In fact, here on 116th Street, he paused and looked at the place where the Woolworth's five-and-dime had stood. The store hadn't survived the chaos after the famous blackout of 1977 but what had sprouted in its place was a righteous miracle, the number-one hip-hop club in the nation, Harlem World. Three floors of every kind of music you could imagine, radical, addictive, electrifying. B-boys spinning like tops, writhing like stormy waves. DJs spinning vinyl for the packed dance floors, and MCs making love to their microphones and filling the room with their raw, don't-fuck-with-me poems, pounding in time to the rhythm of a real heart. Harlem World was where the throw-downs started, the battles of the rappers. Jax had been lucky enough to see what was considered the most famous of all time: the Cold Crush Brothers and the Fantastic Five . . . .
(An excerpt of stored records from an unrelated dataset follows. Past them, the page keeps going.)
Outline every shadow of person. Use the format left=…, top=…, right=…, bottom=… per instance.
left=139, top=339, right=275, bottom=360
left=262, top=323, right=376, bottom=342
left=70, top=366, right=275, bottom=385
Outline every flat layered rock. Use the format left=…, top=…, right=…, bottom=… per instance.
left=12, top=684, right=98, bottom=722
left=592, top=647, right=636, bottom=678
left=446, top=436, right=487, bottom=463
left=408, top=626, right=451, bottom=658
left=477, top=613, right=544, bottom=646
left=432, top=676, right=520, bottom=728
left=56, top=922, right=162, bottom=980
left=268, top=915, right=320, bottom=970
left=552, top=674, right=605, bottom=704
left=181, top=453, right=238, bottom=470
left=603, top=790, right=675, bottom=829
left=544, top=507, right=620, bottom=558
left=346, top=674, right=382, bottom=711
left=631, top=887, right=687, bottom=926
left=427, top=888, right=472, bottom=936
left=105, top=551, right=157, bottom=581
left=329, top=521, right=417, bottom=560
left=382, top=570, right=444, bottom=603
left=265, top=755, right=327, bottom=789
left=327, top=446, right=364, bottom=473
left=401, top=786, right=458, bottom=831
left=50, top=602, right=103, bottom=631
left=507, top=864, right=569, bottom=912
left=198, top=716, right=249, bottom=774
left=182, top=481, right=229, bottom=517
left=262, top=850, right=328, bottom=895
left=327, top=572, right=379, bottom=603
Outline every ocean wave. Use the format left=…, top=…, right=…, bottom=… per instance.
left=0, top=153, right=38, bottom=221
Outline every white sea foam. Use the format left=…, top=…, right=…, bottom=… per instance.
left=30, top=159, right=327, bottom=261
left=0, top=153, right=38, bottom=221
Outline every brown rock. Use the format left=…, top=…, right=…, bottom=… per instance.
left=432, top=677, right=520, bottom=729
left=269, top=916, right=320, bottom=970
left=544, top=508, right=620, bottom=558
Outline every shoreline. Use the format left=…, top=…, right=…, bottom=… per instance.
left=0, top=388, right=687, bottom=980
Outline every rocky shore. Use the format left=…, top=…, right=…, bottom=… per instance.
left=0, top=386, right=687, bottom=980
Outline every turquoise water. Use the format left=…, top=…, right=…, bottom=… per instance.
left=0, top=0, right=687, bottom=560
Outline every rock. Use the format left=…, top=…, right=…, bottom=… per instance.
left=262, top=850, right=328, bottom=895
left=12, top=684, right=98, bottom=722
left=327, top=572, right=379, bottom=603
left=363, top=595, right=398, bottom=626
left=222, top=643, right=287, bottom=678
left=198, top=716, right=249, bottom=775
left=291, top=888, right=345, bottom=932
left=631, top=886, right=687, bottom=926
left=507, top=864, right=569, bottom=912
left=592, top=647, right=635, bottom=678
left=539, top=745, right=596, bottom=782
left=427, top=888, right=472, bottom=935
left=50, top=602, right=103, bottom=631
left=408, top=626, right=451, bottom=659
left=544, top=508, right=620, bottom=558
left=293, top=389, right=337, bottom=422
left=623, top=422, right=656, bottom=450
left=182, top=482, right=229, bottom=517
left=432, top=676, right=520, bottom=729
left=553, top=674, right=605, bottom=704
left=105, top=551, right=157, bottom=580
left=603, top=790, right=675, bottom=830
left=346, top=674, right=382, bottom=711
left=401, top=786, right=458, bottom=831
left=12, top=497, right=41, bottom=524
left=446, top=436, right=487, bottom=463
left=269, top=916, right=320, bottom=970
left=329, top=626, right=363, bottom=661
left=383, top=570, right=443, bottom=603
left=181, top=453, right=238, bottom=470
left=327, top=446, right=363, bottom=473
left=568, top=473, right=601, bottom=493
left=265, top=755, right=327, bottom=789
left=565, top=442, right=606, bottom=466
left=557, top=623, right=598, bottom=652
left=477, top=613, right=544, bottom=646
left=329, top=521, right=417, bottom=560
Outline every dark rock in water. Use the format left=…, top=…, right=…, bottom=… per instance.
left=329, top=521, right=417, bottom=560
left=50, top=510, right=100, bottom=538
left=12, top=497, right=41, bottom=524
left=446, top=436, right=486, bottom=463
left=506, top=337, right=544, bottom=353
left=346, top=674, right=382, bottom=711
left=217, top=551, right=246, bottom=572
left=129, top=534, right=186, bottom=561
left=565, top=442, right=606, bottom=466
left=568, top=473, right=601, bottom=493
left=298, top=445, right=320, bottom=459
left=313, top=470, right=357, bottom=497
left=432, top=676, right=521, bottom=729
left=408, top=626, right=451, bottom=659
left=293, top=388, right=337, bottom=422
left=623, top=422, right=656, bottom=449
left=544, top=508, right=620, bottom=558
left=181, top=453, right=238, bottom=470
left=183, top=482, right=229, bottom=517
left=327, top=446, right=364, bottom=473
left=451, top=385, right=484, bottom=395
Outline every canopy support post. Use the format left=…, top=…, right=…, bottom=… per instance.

Harlem World was long gone, of course. Also gone--scrubbed or worn away or painted over--were the thousands of Jax's tags and 'pieces, along with those by the other graffiti legends of the early hip-hop era, Julio and Kool and Taki. The kings of graffiti.
Oh, there were those lamenting the demise of hip-hop, which had become BET, multimillionaire rappers in chrome Humvees, Bad Boys II, big business, suburban white kids, iPods and MP3 downloads and satellite radio. It was . . . well, case in point: Jax was watching a double-decker tour bus ease to the curb nearby. On the side was the sign Rap/Hip-Hop Tours. See the Real Harlem. The passengers were a mix of black and white and Asian tourists. He heard snatches of the driver's rehearsed spiel and the promise that they'd soon be stopping for lunch at an "authentic soul food" restaurant.
But Jax didn't agree with the claimers bitching that the old days were gone. The heart of Uptown remained pure. Nothing could ever touch it. Take the Cotton Club, he reflected, that 1920s institution of jazz and swing and stride piano. Everybody thought it was the real Harlem, right? How many people knew that it was for white-only audiences (even the famed Harlem resident W. C. Handy, one of the greatest American composers of all time, was turned away at the door, while his own music was playing inside).
Well, guess what? The Cotton Club was fucking gone. Harlem wasn't. And it never would be. The Renaissance was done and hip-hop had changed. But percolating right now in the streets around him was some brand-new movement. Jax wondered what exactly this one would be. And if he'd even be around to see it--if he didn't handle this thing with Geneva Settle right he'd be dead or back in prison within twenty-four hours.